Incident knee osteoarthritis–related outcomes and slower walking speed: Comment on the article by Purser et al
Article first published online: 28 NOV 2012
Copyright © 2012 by the American College of Rheumatology
Arthritis Care & Research
Volume 64, Issue 12, pages 1937–1938, December 2012
How to Cite
Bastick, A. N. (2012), Incident knee osteoarthritis–related outcomes and slower walking speed: Comment on the article by Purser et al. Arthritis Care Res, 64: 1937–1938. doi: 10.1002/acr.21703
- Issue published online: 28 NOV 2012
- Article first published online: 28 NOV 2012
- Accepted manuscript online: 17 APR 2012 11:22AM EST
To the Editor:
In a recent article published in Arthritis Care & Research(Purser JL, Golightly YM, Feng Q, Helmick CG, Renner JB, Jordan JM. Association of slower walking speed with incident knee osteoarthritis–related outcomes. Arthritis Care Res [Hoboken] 2012;64:1028–35), Purser et al report the effect of baseline walking speed on osteoarthritis (OA)–related outcomes. The effect measure was the adjusted odds ratio (OR) for the incidence of knee and/or hip OA per each clinically meaningful increment of walking speed. Radiographic OA was defined as a Kellgren/Lawrence (K/L) score ≥2.

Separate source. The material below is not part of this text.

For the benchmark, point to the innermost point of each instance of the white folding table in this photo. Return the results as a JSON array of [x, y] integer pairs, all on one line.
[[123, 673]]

The authors' principal result was that a slower walking speed was associated with a higher incidence of radiographic and symptomatic knee OA, while a faster speed appeared to be associated with a lower incidence. The adjusted ORs are shown in Table 2 of the original article; however, the authors have not adjusted the ORs for the baseline severity of OA, i.e., the baseline K/L score (K/L score 0 or 1). Previous studies have reported that subjects with different baseline radiographic severity of OA have different risks regarding progression of disease (Bruyere O, Honore A, Ethgen O, Rovati LC, Giacovelli G, Henrotin YE, et al. Correlation between radiographic severity of knee osteoarthritis and future disease progression: results from a 3-year prospective, placebo-controlled study evaluating the effect of glucosamine sulfate. Osteoarthritis Cartilage 2003;11:1–5). If the baseline severity of disease was to be included in the analysis, it could lead to very different results.
Alex N. Bastick MD*, * Erasmus University Medical Center, Rotterdam, The Netherlands.